I was partnered with the aforementioned Leo Karl III in his Volt, and we had the good fortune to come in second. The winner was Bruce Becker, a Westport architect, driving his beloved BMW ActiveE. Becker tells me he's through with gas cars, even using his EV for trips to New Haven and Hartford. His daily commute is only eight miles, so no strain on his battery range. The BMW was the star, but the placings didn't matter. Everybody had a nice time, and the point was made that EVs could be both fun and practical.
The idea for the rally came from club president Leo Cirino, and from members such as Robin Tauck, who had taken her Tesla (one of two she owns now) to the 2011 CO2 Rally in New York City. I was there, too, driving a Nissan Leaf. Midtown Manhattan is a long way from Westport, but the point is the same — showing off the cars and what they can do. "I was really delighted at how our rally turned out," Tauck said. "It was a huge group effort with many unknowns." Some 33 cars were entered, including many last-minute entries.

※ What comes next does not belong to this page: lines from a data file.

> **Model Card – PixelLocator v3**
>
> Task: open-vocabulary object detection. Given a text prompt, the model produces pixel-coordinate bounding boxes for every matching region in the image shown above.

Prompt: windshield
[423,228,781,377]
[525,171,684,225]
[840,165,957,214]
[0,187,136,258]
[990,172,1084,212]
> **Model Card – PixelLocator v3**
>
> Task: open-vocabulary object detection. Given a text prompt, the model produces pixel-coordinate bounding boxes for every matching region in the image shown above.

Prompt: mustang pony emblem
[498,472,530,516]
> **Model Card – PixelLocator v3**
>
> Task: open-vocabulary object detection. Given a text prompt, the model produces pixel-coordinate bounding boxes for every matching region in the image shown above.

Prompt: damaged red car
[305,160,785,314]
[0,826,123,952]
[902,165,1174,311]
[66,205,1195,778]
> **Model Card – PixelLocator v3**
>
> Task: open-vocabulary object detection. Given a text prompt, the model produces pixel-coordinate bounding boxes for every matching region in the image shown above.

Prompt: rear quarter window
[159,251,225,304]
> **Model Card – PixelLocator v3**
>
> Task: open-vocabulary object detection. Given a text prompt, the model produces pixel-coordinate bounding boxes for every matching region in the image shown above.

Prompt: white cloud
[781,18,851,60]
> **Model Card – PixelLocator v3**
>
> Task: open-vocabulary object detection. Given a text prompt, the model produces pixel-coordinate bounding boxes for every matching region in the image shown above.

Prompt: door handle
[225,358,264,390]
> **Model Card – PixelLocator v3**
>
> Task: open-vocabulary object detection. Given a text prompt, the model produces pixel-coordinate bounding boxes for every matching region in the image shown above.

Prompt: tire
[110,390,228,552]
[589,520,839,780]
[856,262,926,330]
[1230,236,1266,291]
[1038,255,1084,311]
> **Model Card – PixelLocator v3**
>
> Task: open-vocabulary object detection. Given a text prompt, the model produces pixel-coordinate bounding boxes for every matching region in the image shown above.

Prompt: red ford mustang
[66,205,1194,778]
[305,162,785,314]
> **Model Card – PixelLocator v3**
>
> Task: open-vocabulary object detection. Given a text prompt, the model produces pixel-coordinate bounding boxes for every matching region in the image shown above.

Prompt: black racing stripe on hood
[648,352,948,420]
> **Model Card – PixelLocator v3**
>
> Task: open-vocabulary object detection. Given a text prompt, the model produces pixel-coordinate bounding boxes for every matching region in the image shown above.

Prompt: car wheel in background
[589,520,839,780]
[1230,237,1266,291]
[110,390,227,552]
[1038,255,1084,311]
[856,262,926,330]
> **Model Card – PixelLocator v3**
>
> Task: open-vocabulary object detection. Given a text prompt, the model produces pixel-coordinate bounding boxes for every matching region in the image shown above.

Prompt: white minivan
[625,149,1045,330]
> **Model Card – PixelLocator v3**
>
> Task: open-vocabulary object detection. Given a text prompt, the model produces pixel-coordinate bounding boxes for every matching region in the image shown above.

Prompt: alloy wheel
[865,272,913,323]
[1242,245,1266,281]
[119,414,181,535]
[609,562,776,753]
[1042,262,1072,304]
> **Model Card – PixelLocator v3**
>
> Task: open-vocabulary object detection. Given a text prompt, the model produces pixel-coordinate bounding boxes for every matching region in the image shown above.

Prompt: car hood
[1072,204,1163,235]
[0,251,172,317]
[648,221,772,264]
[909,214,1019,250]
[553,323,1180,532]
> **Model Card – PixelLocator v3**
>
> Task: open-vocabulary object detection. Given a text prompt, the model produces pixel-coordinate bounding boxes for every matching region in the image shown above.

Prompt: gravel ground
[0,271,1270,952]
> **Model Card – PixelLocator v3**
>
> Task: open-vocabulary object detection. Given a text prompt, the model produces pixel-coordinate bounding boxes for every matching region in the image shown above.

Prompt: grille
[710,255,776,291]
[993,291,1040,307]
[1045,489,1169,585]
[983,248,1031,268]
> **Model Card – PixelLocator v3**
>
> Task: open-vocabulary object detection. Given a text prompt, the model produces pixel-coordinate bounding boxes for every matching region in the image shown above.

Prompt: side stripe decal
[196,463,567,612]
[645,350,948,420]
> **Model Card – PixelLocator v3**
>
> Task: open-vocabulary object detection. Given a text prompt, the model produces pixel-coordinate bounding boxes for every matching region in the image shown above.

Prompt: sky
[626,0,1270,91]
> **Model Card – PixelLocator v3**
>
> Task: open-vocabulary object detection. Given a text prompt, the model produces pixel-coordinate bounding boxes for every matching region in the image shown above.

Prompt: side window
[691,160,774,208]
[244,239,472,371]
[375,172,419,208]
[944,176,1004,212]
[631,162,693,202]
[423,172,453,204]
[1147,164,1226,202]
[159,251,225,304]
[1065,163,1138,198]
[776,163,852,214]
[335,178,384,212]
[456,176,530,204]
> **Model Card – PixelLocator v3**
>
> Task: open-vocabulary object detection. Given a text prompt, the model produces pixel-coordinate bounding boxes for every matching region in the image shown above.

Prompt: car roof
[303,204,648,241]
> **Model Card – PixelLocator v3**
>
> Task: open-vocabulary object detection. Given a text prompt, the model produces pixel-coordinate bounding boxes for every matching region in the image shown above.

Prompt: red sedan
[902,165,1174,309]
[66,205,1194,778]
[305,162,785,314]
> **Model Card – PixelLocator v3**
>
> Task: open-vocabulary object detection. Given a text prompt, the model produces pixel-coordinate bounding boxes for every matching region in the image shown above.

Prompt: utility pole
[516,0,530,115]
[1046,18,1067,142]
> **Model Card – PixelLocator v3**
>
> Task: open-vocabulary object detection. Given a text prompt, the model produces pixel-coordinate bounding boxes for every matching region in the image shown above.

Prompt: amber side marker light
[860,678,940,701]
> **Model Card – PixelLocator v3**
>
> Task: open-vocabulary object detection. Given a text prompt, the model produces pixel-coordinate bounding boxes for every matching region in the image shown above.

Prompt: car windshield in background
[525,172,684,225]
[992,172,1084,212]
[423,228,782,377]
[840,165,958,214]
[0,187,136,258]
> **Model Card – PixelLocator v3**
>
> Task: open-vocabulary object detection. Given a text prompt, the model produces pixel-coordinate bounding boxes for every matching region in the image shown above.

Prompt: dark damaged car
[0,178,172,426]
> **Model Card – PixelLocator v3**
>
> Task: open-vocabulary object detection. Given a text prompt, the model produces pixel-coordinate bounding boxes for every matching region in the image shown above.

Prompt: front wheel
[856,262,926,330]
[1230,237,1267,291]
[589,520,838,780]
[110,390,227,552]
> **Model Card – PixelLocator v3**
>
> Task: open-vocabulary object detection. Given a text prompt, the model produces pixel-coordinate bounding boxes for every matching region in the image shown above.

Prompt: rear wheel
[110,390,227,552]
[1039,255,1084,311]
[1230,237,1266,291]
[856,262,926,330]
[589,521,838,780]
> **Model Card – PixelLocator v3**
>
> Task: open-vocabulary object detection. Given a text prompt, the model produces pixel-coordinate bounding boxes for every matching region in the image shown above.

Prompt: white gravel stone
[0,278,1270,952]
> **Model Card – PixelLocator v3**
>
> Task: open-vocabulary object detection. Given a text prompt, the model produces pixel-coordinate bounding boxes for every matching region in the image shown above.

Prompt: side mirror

After a stop at Fairfield's Earth Day, the rally concluded at the Blu Parrot Restaurant just off I-95. In a bittersweet coda, the Parrot closed just days later, proving the fragility of all human enterprise. And speaking of codas, electric car company Coda Automotive declared bankruptcy the same week, after selling just 100 cars. Fisker is, undoubtedly, close behind.
Not all electric car companies will make it. EVs aren't going to take over the roads tomorrow. But events like this help them grab a foothold they're not likely to relinquish.